Heap or clustered, What to do ...

  • My question is about indexing strategy for the following scenario:

    I have a table where we cannot use the typical int identity primary key column. The table can have millions of rows. Data for this table is generated by client applications that are off-line, so we used the following strategy to create our keys for the TransNo bigint column:

    XXXXXXXXXXXYYYZZZ

    XXXXXXXXXXX is an incrementing value tracked locally at the client applications

    YYY is the SalesPointId 000 to 999

    ZZZ is the SiteId 000-999

    This way we can generate keys off-line, and there aren't any primary key violations during the consolidation process when the data from the clients is merged together into the main database.
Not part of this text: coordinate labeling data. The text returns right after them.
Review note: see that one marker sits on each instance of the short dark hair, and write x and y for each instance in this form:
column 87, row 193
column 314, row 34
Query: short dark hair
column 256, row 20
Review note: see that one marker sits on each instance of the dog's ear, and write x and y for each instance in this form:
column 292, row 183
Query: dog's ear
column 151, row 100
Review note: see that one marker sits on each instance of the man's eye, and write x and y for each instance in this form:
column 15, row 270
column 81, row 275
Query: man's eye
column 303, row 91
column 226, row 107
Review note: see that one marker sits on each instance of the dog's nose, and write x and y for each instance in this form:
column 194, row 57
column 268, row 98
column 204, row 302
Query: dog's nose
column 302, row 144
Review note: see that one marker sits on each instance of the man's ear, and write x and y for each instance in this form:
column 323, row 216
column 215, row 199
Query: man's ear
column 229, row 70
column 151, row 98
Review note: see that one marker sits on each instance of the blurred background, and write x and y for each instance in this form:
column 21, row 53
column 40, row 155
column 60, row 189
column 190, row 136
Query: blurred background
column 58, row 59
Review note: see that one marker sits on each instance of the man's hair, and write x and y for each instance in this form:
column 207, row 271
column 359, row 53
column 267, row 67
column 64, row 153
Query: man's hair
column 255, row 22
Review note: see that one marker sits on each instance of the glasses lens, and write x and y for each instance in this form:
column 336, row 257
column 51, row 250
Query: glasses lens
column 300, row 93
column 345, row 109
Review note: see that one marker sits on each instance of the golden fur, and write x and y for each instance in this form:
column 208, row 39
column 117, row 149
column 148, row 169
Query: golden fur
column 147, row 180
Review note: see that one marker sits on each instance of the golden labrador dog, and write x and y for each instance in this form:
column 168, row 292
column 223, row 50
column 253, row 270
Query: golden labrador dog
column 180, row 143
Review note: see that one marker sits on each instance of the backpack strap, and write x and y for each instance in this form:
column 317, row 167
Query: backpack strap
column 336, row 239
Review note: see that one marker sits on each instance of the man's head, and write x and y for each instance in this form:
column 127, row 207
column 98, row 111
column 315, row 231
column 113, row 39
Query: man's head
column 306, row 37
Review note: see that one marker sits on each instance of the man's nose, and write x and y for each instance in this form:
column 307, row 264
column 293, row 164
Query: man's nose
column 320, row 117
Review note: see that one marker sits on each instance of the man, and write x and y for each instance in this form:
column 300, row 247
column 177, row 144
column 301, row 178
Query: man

Note - the client databases are old-school .dbf files, so we can't use a distributed (ranged) identity column strategy.

    I have read that placing a clustered index on this column is bad since the data is not inserted in an "ever increasing" manner (5077001 can come in before 4012001, for instance). I have also read that since clustered indexes physically reorganize the data on disk in this heavily inserted table, we would likely see performance problems as the disk system tries to keep up with SQL Server's demand.

    What we have done before (from former research - perhaps faulty research) was to create a bogus column that is an int identity, and create a clustered index on that column. It wasn't used for anything - no foreign keys, no lookups based on this value - but we put it there because we read that every table should have a clustered index.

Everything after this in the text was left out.